Ms. Pillay voiced deep regret for the deaths in recent weeks of protestors in Algeria, Bahrain, Iran, Iraq, Libya and Yemen, adding that she was particularly troubled by targeted attacks by security forces on certain professions.
In addition to the killings of peaceful protesters, she also cited reports of arbitrary arrests and detention followed by torture, enforced disappearances, arbitrary banning of demonstrations, and suppression of freedom of expression by banning, closing down or imposing restrictions on the media and on Internet access.
"Particularly egregious are the targeted attacks on journalists, lawyers, human rights defenders and even, in the case of Bahrain, doctors and medical personnel attending to injured protestors. The reported use of plainclothes security officials against opposition protestors is very worrying."
The High Commissioner condemned the use of live ammunition in recent days against peaceful protestors in Libya, the use of electric tasers and batons in Yemen, and the use of military-grade shotguns in Bahrain.
She also expressed serious concern at recent remarks made by some parliamentarians in Iran calling for the execution of opposition leaders.
"The Middle East and North Africa region is boiling with anger," Ms. Pillay noted. "At the root of this anger is decades of neglect of people's aspirations to realize not only civil and political rights, but also economic, social and cultural rights" There is an urgent need for legal, economic and political reforms."
Also speaking out today is a group of independent UN experts who urged the Governments of Bahrain and Libya to immediately halt the use of excessive force and guarantee the right to peaceful protest.
"We are alarmed and shocked by the number of peaceful protesters who have been injured or killed in both countries during the violent crackdown by the authorities," the experts stated in a news release.
Reports indicate that seven protesters have died in Bahrain in the past few days and at least 24 in Libya, with some sources reporting up to 50 deaths.

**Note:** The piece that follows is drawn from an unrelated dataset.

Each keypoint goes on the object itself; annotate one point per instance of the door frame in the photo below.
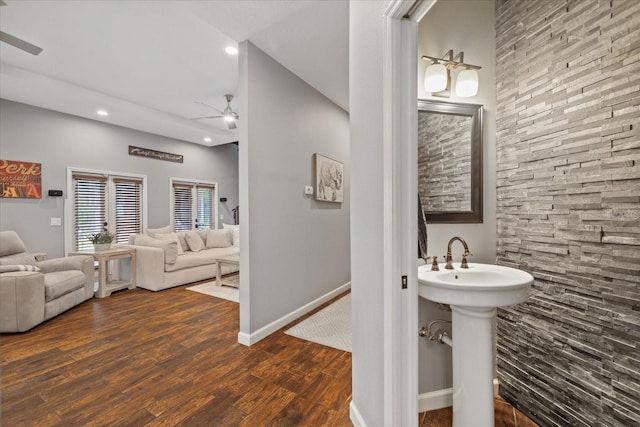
(400, 140)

Beatings and other acts of ill-treatment by security officials causing severe pain and suffering, including long-term physical harm, have also been reported.
"People must be able to express their legitimate grievances through public and peaceful demonstrations without fear of being injured, beaten, or killed," stressed Frank La Rue, UN expert on freedom of opinion and expression.
"Excessive use of force is never an option and is never justified in controlling peaceful demonstrations," warned the UN Rapporteur on summary executions, Christof Heyns. "Those responsible must be held accountable."
Also adding their voices to the statement are the Special Rapporteur on the situation of human rights defenders, Margaret Sekaggya; the Special Rapporteur on torture and other cruel, inhuman or degrading treatment or punishment, Juan Mendez; and the Special Rapporteur on the right of everyone to the enjoyment of the highest attainable standard of physical and mental health, Anand Grover; and the Chair-Rapporteur of the Working Group on Arbitrary Detention, El Hadji Malick Sow.
The demonstrations calling for democratic change in Bahrain, Libya and other countries in the region follow popular uprisings in Tunisia and Egypt over the past month that led to the ouster of long-time rulers there.